A class of plaintiffs settled with several insurance companies, resolving various disputes about a large sinkhole caused by years of salt mining by Texas Brine Co. Texas Brine objected to the settlement and the Fifth Circuit found that it lacked standing to do so. While “[n]on-settling parties generally lack standing to object to a settlement agreement,” “[a] potential exception exists ‘if the settlement agreement purports tot strip non-settling defendants of rights to contribution or indemnity.” Here, Texas Brine did not not have any right to indemnification or contribution from these insurers for the remaining claims, so it lacked standing to object to the settlement. LeBlanc v. Texas Brine Co., LLC, No. 20-30208 (March 1, 2021).

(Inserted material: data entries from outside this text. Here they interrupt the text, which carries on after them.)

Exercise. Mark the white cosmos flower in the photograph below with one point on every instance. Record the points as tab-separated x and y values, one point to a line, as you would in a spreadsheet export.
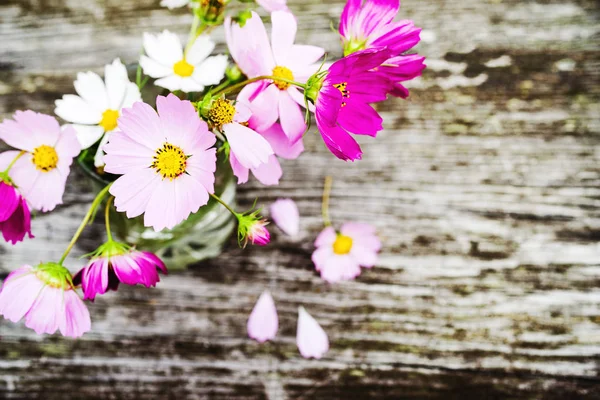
96	109
171	4
190	72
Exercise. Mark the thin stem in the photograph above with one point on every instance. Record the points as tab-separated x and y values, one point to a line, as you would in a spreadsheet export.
231	210
107	217
85	221
14	161
325	203
258	78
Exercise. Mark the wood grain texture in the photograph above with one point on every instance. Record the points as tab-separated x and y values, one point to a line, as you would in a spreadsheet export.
485	187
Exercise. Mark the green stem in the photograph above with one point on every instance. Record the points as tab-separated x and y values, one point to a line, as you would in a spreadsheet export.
325	204
85	221
258	78
231	210
107	218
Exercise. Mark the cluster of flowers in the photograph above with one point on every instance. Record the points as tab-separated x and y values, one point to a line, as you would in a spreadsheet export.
163	161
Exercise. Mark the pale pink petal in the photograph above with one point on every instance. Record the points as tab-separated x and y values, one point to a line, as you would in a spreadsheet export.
265	109
283	34
326	237
142	125
263	321
47	311
268	173
291	117
18	293
284	213
281	144
132	191
250	148
311	339
239	170
76	318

WickFire won a tortious-interference judgment against TriMax. It claimed that TriMax “committed ‘click fraud’ by repeatedly clicking on WickFire’s advertisements without any intention of making purchases,” which has the effect of driving up WickFire’s costs without any corresponding increase in revenues. The Fifth Circuit reversed, noting:

  • Tortious interference with contract. “WickFire produced evidence that a third party had a deleterious financial effect on its bottom line. But as was the case in El Paso Healthcare System, the record here fails to indicate that WickFire’s damages occurred because a co-contracting party breached its agreement with WickFire.”

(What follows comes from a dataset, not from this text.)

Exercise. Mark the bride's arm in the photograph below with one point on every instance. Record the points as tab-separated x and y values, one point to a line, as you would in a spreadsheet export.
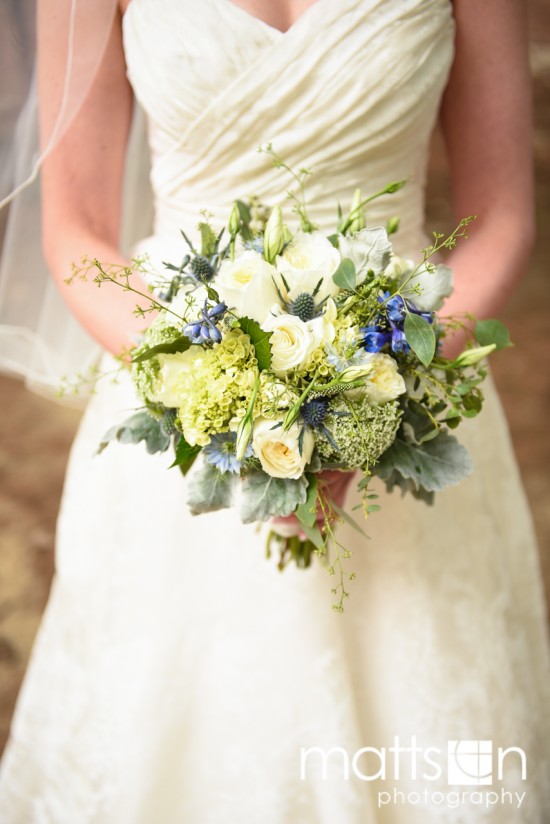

  • Tortious interference with prospective business relations. “WickFire’s damages theory for this claim was grounded in the assertions that TriMax’s tortious conduct delayed the development of TheCoupon.co website by six months and that WickFire lost $334,000 in profits because of that delay. When WickFire’s damages expert was asked how he calculated that dollar figure, the expert said that he had ‘quantified those damages by calculating the amount of profits that [WickFire] lost because of the six-month delay.’ He did not testify as to how he performed that calculation, nor did he point to any data concerning the business generated by TheCoupon.co. This evidence is threadbare and conclusory.”

Wickfire LLC v. Woodruff, No. 17-50340 (Feb. 26, 2021).

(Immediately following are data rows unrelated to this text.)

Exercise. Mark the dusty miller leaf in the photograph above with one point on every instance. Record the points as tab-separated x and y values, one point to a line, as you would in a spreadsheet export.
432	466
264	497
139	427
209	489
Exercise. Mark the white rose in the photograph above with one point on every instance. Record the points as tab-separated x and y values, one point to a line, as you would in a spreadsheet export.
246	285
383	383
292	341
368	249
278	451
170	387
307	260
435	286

The plaintiff in Fontana v. H O V G L L C alleged that a debt collector violated the Fair Debt Collection Act by speaking with his sister. His claim failed because the FDCA requires a “communication,” and in this case: “[T]he conversation between HOVG’s representative and Fontana’s sister did not convey any information regarding a debt, either directly or indirectly. HOVG’s representative did not mention Fontana’s debt at all and did not directly provide any information about it. Instead, HOVG’s representative mentioned ‘an important personal business matter.’ That does not even suggest the existence of a debt, much less provide information about it. The closest HOVG’s representative came to giving information about a debt was providing the name of the debt collector.” No. 20-30471 (Feb. 26, 2021).